Closed guyer closed 9 months ago
Mat.setValuesCSR() got astronomically slower. Compare petsc4py 3.18.4:
Total time: 0.154681 s
File: /Users/guyer/Documents/research/FiPy/fipy/fipy/matrices/petscMatrix.py
Function: addAt at line 284
Line # Hits Time Per Hit % Time Line Contents
==============================================================
284 @profile
285 def addAt(self, vector, id1, id2):
286 """
287 Add elements of `vector` to the positions in the matrix corresponding to (`id1`,`id2`)
288
289 >>> L = _PETScMatrixFromShape(rows=3, cols=3, bandwidth=3)
290 >>> L.put([3.,10.,numerix.pi,2.5], [0,0,1,2], [2,1,1,0])
291 >>> L.addAt([1.73,2.2,8.4,3.9,1.23], [1,2,0,0,1], [2,2,0,0,2])
292 >>> print(L)
293 12.300000 10.000000 3.000000
294 --- 3.141593 2.960000
295 2.500000 --- 2.200000
296 """
297 33 348.0 10.5 0.2 self.matrix.assemble(self.matrix.AssemblyType.FLUSH)
298 66 154330.0 2338.3 99.8 self.matrix.setValuesCSR(*self._ijv2csr(id2, id1, vector),
299 33 3.0 0.1 0.0 addv=True)
to petsc4py 3.20.1
Total time: 82.0462 s
File: /Users/guyer/Documents/research/FiPy/fipy/fipy/matrices/petscMatrix.py
Function: addAt at line 284
Line # Hits Time Per Hit % Time Line Contents
==============================================================
284 @profile
285 def addAt(self, vector, id1, id2):
286 """
287 Add elements of `vector` to the positions in the matrix corresponding to (`id1`,`id2`)
288
289 >>> L = _PETScMatrixFromShape(rows=3, cols=3, bandwidth=3)
290 >>> L.put([3.,10.,numerix.pi,2.5], [0,0,1,2], [2,1,1,0])
291 >>> L.addAt([1.73,2.2,8.4,3.9,1.23], [1,2,0,0,1], [2,2,0,0,2])
292 >>> print(L)
293 12.300000 10.000000 3.000000
294 --- 3.141593 2.960000
295 2.500000 --- 2.200000
296 """
297 33 3853.0 116.8 0.0 self.matrix.assemble(self.matrix.AssemblyType.FLUSH)

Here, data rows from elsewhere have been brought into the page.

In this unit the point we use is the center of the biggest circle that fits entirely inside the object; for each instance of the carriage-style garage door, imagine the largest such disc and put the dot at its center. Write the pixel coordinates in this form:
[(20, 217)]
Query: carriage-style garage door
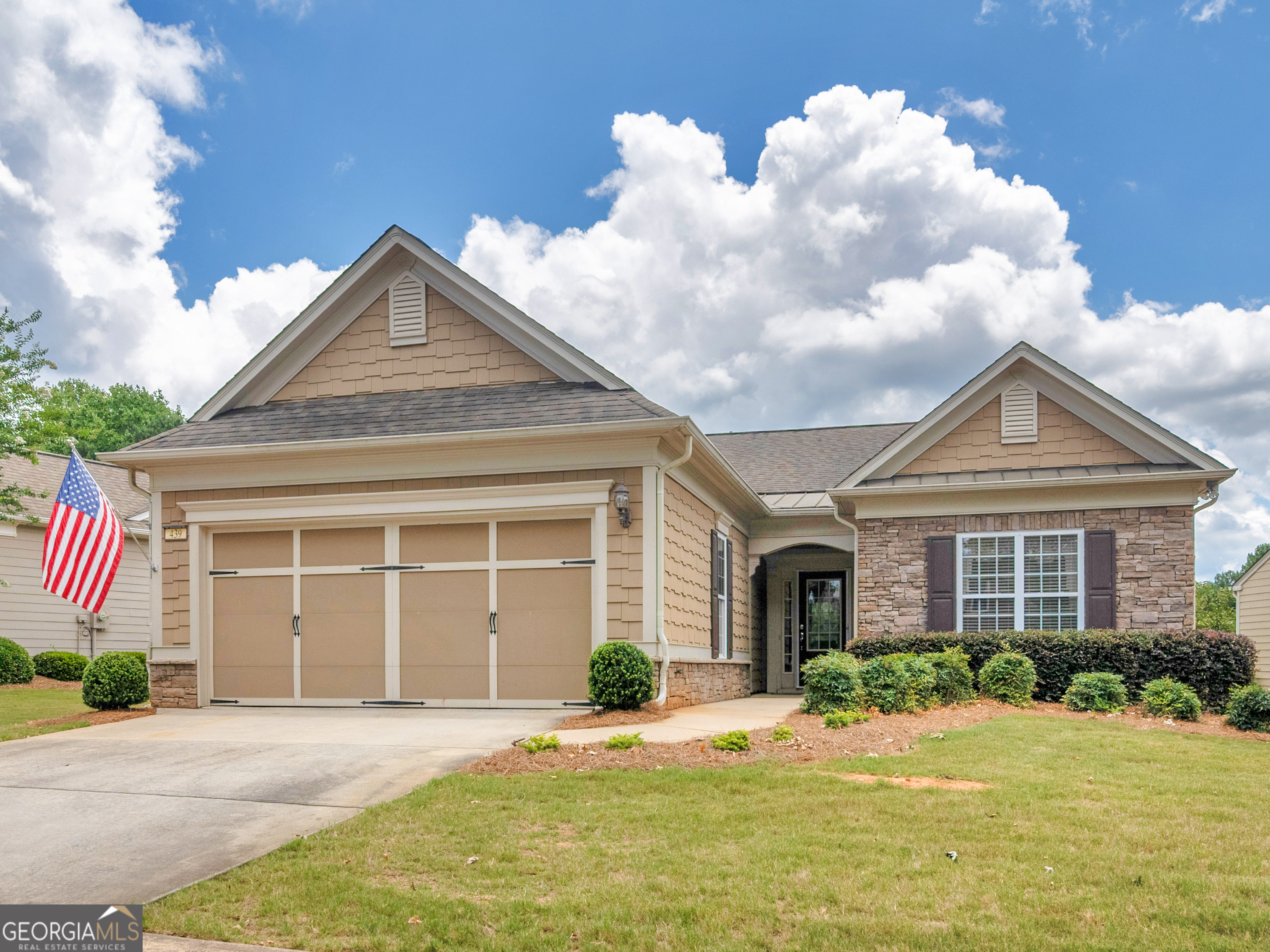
[(491, 612)]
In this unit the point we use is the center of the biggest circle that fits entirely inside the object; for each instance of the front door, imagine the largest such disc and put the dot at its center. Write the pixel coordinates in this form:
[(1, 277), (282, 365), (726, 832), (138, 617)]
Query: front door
[(822, 615)]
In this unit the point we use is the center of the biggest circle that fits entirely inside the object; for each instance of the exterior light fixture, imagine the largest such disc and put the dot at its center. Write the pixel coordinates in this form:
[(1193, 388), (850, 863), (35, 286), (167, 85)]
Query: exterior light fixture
[(623, 505)]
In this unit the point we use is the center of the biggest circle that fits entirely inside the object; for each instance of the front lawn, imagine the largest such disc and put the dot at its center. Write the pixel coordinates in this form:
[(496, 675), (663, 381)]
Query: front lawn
[(1095, 835)]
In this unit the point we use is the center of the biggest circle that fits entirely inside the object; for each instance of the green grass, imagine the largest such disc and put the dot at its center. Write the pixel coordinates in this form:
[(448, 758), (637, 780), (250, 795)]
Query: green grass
[(22, 705), (1166, 848)]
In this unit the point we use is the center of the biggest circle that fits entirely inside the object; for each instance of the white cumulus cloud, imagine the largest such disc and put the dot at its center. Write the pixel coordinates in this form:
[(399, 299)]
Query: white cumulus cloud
[(868, 272)]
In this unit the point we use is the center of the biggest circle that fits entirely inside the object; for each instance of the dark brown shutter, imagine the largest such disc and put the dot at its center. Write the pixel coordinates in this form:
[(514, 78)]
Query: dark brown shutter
[(714, 595), (941, 583), (1100, 579)]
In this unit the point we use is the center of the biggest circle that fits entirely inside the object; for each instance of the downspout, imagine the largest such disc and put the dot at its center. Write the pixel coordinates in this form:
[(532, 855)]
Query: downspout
[(664, 647)]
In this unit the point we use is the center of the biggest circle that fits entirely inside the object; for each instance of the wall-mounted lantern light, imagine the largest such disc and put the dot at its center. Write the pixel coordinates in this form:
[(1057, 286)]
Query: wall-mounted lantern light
[(623, 505)]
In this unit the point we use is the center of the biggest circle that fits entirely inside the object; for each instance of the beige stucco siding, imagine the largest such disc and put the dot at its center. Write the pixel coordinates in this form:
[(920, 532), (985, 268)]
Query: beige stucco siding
[(1063, 440), (40, 621), (624, 557), (461, 352)]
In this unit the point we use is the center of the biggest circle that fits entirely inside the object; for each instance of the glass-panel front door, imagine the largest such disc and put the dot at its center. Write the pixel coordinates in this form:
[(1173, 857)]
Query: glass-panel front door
[(822, 615)]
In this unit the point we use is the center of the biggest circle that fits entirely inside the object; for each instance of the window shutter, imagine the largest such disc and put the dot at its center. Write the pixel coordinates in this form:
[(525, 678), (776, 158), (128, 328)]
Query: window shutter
[(1019, 414), (408, 312), (941, 583), (714, 595), (1100, 579)]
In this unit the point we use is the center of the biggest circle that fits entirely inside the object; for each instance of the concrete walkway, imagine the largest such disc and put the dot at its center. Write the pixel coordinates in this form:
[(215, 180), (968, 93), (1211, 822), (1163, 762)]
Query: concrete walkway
[(702, 721)]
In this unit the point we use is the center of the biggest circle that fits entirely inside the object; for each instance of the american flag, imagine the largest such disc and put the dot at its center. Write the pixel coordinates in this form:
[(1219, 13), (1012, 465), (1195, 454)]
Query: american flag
[(84, 541)]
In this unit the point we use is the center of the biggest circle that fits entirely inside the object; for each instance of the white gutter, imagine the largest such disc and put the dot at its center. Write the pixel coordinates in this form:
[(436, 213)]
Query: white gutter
[(664, 647)]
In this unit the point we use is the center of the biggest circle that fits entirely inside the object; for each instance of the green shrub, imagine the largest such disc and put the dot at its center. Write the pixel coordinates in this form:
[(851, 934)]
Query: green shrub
[(1166, 697), (60, 666), (841, 719), (620, 677), (830, 682), (1098, 691), (898, 683), (16, 664), (954, 682), (1009, 677), (1249, 709), (116, 680), (625, 742), (1212, 662), (542, 742), (732, 740)]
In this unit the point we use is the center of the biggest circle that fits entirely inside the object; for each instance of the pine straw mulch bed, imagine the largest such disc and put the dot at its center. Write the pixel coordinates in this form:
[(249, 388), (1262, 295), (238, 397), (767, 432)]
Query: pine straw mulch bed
[(813, 742)]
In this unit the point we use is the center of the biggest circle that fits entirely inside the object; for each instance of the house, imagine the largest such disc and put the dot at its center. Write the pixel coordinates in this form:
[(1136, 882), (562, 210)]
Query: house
[(416, 494), (41, 621), (1253, 614)]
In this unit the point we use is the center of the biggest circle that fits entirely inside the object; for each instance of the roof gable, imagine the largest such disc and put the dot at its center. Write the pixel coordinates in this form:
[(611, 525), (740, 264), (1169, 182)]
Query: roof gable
[(358, 287)]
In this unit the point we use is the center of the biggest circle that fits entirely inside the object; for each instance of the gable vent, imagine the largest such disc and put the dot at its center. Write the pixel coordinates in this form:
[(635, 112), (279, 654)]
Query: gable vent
[(408, 312), (1019, 414)]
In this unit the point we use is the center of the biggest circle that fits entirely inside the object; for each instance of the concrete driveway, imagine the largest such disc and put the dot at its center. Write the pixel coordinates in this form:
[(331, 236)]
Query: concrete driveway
[(130, 812)]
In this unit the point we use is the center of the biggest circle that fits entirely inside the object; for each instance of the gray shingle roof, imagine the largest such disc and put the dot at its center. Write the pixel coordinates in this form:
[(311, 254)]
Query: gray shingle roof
[(804, 461), (412, 413)]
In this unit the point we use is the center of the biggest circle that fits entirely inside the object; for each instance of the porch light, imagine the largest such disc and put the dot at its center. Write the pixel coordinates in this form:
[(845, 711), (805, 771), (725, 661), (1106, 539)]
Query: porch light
[(623, 505)]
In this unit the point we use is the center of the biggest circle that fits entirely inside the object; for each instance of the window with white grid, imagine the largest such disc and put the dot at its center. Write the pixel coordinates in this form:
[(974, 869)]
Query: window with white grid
[(1020, 581)]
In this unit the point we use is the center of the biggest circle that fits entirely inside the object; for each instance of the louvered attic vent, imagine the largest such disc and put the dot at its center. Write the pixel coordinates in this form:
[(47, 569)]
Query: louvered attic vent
[(408, 312), (1019, 414)]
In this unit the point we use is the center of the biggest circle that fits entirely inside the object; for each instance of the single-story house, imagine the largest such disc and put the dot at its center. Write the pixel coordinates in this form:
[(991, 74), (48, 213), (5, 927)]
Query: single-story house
[(41, 621), (416, 494)]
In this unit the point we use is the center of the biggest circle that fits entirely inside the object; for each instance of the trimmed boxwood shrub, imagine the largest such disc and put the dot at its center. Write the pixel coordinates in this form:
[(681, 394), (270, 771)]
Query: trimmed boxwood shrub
[(1009, 677), (620, 677), (60, 666), (1100, 691), (831, 682), (16, 664), (116, 680), (1212, 662), (1249, 709), (898, 683), (1166, 697)]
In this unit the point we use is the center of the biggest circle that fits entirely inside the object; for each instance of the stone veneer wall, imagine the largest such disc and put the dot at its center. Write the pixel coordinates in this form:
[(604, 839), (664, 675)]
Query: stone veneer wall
[(702, 682), (174, 683), (1155, 563)]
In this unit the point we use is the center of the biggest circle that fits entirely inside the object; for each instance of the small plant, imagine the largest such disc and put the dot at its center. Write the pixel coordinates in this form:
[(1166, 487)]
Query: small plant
[(16, 664), (625, 742), (732, 740), (1249, 709), (1009, 677), (115, 681), (1098, 691), (831, 682), (542, 742), (60, 666), (841, 719), (1166, 697), (620, 677)]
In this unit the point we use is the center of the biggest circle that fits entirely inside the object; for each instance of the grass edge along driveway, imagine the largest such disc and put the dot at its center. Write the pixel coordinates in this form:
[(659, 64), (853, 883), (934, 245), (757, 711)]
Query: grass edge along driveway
[(1094, 837)]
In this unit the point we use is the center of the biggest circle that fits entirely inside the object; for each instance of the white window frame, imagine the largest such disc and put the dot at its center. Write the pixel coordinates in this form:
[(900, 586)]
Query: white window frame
[(1019, 595)]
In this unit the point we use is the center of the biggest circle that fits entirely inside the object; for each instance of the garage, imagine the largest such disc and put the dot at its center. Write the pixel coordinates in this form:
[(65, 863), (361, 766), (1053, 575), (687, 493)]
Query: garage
[(493, 612)]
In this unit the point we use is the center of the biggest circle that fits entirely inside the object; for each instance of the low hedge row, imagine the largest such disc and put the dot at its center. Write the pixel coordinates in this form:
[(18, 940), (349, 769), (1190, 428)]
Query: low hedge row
[(1213, 663)]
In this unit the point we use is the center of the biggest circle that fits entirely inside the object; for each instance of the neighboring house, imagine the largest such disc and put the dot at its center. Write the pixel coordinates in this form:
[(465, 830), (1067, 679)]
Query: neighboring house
[(41, 621), (1253, 614), (417, 494)]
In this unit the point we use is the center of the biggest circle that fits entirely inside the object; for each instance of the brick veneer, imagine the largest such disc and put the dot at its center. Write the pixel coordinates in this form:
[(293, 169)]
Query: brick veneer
[(174, 683), (1155, 563)]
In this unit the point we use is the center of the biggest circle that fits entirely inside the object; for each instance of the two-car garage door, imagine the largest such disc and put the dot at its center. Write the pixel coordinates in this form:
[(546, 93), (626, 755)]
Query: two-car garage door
[(473, 614)]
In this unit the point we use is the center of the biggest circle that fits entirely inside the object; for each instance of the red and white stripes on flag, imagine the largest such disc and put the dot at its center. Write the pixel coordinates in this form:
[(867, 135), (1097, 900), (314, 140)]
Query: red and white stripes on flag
[(84, 541)]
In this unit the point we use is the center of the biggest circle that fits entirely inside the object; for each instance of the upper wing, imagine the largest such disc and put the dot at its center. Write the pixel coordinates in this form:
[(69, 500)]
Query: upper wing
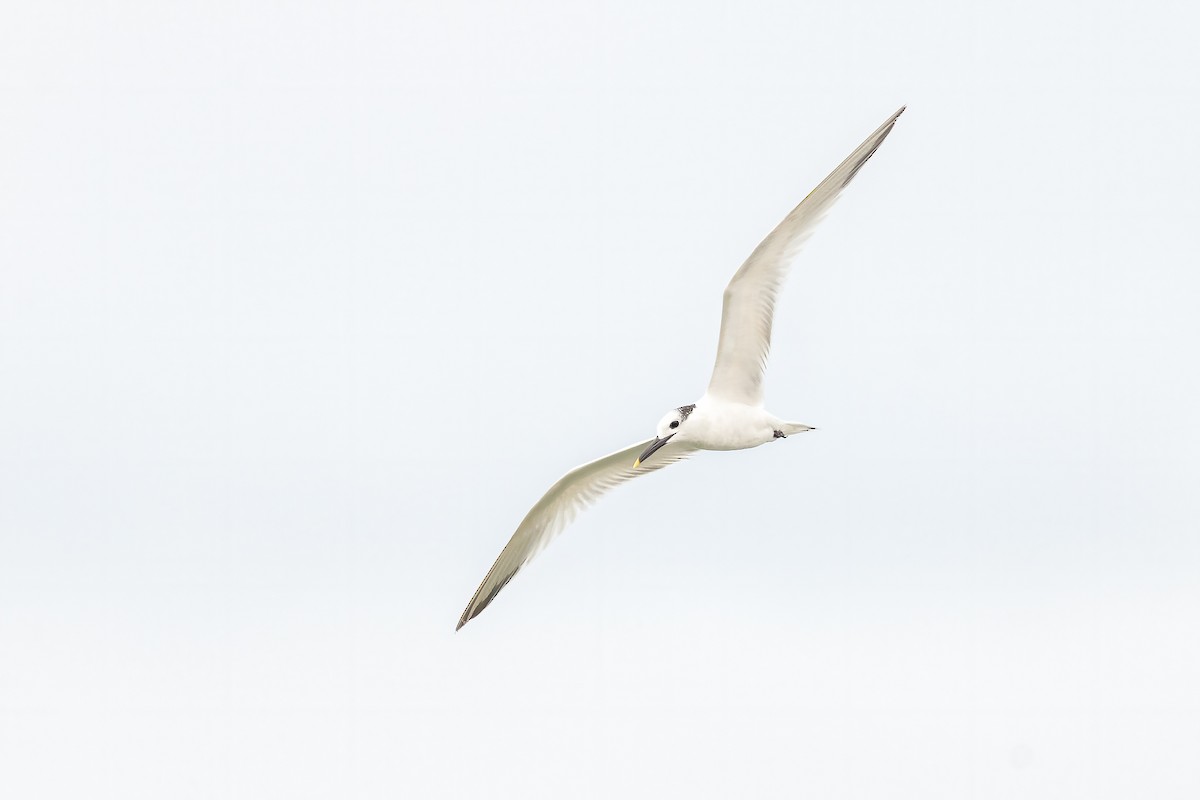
[(750, 296), (574, 492)]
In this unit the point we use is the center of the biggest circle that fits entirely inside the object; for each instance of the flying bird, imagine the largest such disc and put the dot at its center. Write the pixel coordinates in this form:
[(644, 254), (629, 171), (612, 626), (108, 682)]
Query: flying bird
[(729, 416)]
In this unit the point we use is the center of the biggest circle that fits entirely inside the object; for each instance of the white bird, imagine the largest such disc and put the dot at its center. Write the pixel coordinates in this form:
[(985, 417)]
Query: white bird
[(729, 416)]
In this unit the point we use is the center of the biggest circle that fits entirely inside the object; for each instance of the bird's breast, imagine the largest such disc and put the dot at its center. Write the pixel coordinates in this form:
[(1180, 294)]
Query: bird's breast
[(729, 426)]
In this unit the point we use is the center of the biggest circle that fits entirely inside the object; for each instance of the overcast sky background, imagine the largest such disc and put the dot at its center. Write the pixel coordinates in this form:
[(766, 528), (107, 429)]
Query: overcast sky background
[(301, 307)]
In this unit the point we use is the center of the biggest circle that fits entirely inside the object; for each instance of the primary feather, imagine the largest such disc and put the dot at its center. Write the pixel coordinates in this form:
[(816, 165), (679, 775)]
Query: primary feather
[(750, 296), (558, 507)]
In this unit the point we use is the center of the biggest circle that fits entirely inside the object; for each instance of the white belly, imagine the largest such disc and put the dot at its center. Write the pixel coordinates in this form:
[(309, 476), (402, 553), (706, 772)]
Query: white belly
[(715, 425)]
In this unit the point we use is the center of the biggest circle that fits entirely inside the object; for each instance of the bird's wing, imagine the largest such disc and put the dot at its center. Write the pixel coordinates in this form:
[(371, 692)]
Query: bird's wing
[(573, 493), (750, 296)]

298 66 82042326.0 1e+06 100.0 self.matrix.setValuesCSR(*self._ijv2csr(id2, id1, vector),
299 33 3.0 0.1 0.0 addv=True)
(self._ijv2csr()
did not change)
PETSc matrix preallocation has been commented out since the suite was added to FiPy
matrix.setPreallocationNNZ(bandwidth) # FIXME: ??? None, bandwidth
raises exceptions
Traceback (most recent call last):
:
File "/Users/guyer/Documents/research/FiPy/fipy/fipy/matrices/petscMatrix.py", line 291, in addAt
self.matrix.setValuesCSR(*self._ijv2csr(id2, id1, vector),
File "PETSc/Mat.pyx", line 1019, in petsc4py.PETSc.Mat.setValuesCSR
File "PETSc/petscmat.pxi", line 1008, in petsc4py.PETSc.matsetvalues_csr
File "PETSc/petscmat.pxi", line 1001, in petsc4py.PETSc.matsetvalues_ijv
petsc4py.PETSc.Error: error code 63
[0] MatSetValues() at /Users/runner/miniforge3/conda-bld/petsc_1675165805075/work/src/mat/interface/matrix.c:1474
[0] MatSetValues_SeqAIJ() at /Users/runner/miniforge3/conda-bld/petsc_1675165805075/work/src/mat/impls/aij/seq/aij.c:450
[0] Argument out of range
[0] New nonzero at (0,0) caused a malloc
Use MatSetOption(A, MAT_NEW_NONZERO_ALLOCATION_ERR, PETSC_FALSE) to turn off this check
matrix.setOption(matrix.Option.NEW_NONZERO_ALLOCATION_ERR, False)
leads to very slow tests
setPreallocationNNZ()
didn't work because it's the number of non-zeros in the matrix, not per row (like Trilinos).
setPreallocationNNZ()
sets the number of non-zeros per row, but setting it to zero is "bad".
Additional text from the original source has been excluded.